Und natürlich: Auch in Russland ist seine Firma vertreten, in Moskau. "Das ist ein kleines eigenständiges Gebäude in einem Mischgebiet, Industrie- und Wohngebiet", berichtet er: "Wir sind seit vielen, vielen Jahren dort.“
Und nun der Krieg, der auch Firmenchef Christian Erbe fassungslos macht. „Um ganz ehrlich damit zu sein: Wir haben nicht damit gerechnet, dass Putin zu militärischen Mitteln greift. Dass er die Ukraine angreift, damit haben wir nicht gerechnet. Deshalb gibt es für uns auch keinen Plan B.“

Liefern aus humanitären Gründen

Aber was heißt das?
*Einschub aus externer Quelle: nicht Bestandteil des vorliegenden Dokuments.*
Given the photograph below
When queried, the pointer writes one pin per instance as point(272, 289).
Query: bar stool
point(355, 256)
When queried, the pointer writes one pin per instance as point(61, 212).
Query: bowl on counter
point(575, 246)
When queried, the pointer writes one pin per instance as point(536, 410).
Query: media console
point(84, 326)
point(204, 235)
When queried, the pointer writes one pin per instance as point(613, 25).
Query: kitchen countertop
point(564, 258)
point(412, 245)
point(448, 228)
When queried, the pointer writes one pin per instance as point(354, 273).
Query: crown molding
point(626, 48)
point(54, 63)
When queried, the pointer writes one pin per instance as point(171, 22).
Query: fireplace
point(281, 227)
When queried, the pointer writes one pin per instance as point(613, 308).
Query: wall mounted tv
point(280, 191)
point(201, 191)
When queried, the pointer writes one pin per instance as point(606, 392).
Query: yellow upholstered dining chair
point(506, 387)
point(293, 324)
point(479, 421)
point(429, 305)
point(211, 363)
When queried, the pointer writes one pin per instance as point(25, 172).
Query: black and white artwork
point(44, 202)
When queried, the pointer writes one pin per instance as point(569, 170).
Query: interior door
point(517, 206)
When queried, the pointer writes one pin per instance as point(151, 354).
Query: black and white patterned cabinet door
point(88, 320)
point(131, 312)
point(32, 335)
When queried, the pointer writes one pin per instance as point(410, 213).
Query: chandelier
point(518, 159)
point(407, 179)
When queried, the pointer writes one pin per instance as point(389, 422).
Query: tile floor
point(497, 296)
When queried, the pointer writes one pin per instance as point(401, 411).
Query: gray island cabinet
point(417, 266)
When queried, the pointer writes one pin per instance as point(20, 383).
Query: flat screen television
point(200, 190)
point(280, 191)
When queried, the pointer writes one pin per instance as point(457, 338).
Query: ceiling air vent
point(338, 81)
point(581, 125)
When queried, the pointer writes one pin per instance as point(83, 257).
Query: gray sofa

Die Niederlassung dichtmachen kommt für Christian Erbe erst mal nicht infrage: "Weil wir ja Medizinprodukte herstellen und nach Russland liefern." Dafür gebe es in Russland wenig Ersatz.
"Wenn wir nicht mehr liefern, dann haben die Krankenhäuser ein Problem, können die Bevölkerung nicht mehr versorgen – und natürlich nicht diejenigen, die zu Schaden kommen bei dieser Auseinandersetzung." Aus humanitären Gründen habe man also beschlossen, so Christian Erbe: "Wir liefern weiter, solange wir das noch können.“
Aber wie lange können die Tübinger noch liefern?
Hier die Einschränkungen im Waren-, dort die Restriktionen im Zahlungsverkehr: Mittel- und langfristig sieht es eher düster aus. „Ich rechne damit, dass wir in gewisser Zeit nicht mehr liefern können in den russischen Markt. Und dann sind eben die Umsätze von zehn Millionen Euro gefährdet."
Allerdings entsprechen diese Umsätze nur etwa drei Prozent des weltweiten Umsatzes der Erbe Medizintechnik. "Das heißt: Für uns ist das nicht existenzgefährdend. Das könnten wir zur Not verschmerzen.“

Gefragte Branchen in Baden-Württemberg

So sehen das im Moment die meisten Unternehmen mit Russland-Verbindungen in Baden-Württemberg – das Bundesland, das wirtschaftlich am engsten mit Russland verzahnt ist.
Professor Marcel Tyrell, Wirtschaftswissenschaftler an der privaten Universität Witten-Herdecke, kann erklären, warum das so ist. „Das hängt sehr stark zusammen mit Baden-Württembergs Stärke in der Maschinenbau- und in der Automobilindustrie, und dann auch in neuer Automatisierungstechnologie, Luftfahrt, Luftraum", sagt Tyrell, der an der Zeppelin-Universität Friedrichshafen Gastdozent ist. "Das sind natürlich alles Branchen, mit denen sie auch attraktiv sind für Russland.“

2021 exportierten baden-württembergische Unternehmen Waren in Höhe von knapp vier Milliarden Euro nach Russland, gut ein Drittel mehr als noch im Vorjahr. Und nun der Einbruch.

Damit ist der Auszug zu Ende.